If the National Assembly cannot find common ground on a budget in the time given, emergency legislation may be needed to keep the country running next year on a roll-over budget.

RN president Jordan Bardella said following Lecornu's reappointment that the party would immediately seek to vote the new government out of office.

Labelling the move by an "isolated and disconnected" Macron to reappoint Lecornu a "bad joke", Bardella said his party would "immediately of course censure this coalition which does not have any future" through a no-confidence motion in parliament.
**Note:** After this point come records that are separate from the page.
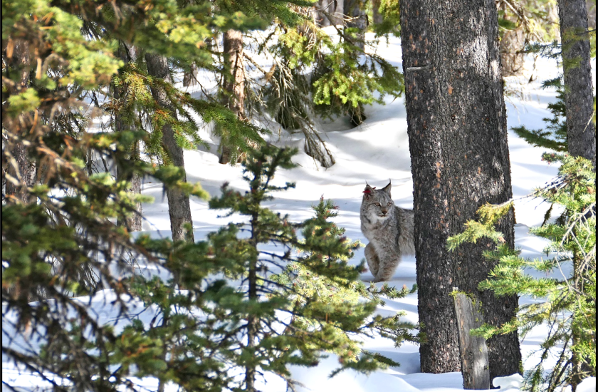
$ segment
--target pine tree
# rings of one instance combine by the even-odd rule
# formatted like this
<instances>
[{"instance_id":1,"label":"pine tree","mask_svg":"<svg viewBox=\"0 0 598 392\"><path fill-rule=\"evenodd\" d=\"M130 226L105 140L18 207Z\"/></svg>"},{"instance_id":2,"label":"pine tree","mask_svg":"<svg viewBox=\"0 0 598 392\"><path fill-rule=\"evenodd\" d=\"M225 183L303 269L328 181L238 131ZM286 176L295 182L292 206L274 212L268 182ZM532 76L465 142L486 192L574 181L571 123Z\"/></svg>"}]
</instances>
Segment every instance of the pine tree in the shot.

Macron admits snap elections created more instability for France

Race to deliver budget

The country's central bank chief, Francois Villeroy de Galhau, forecast on Friday that the current political uncertainty would cost the economy 0.2 percentage points of gross domestic product.

"Uncertainty is ... the number one enemy of growth," Villeroy told RTL radio.

Fraught budget negotiations this year and last as France seeks to rein in its public finances and reduce its deficit have cost Macron three prime ministers in less than 12 months.

Central to the most recent budget negotiations have been the left's desire to repeal Macron's 2023 pension reforms that raised the retirement age from 62 to 64, and increase taxes on the very wealthy. Those demands have been hard to square with the conservatives, whose support Macron also needs to pass a budget.

France hit with credit downgrade as new government faces budget squeeze

In Friday's meeting, Macron offered to delay raising the retirement age as far as 64 by a year to 2028. Green Party leader Marine Tondelier described the concession as insufficient.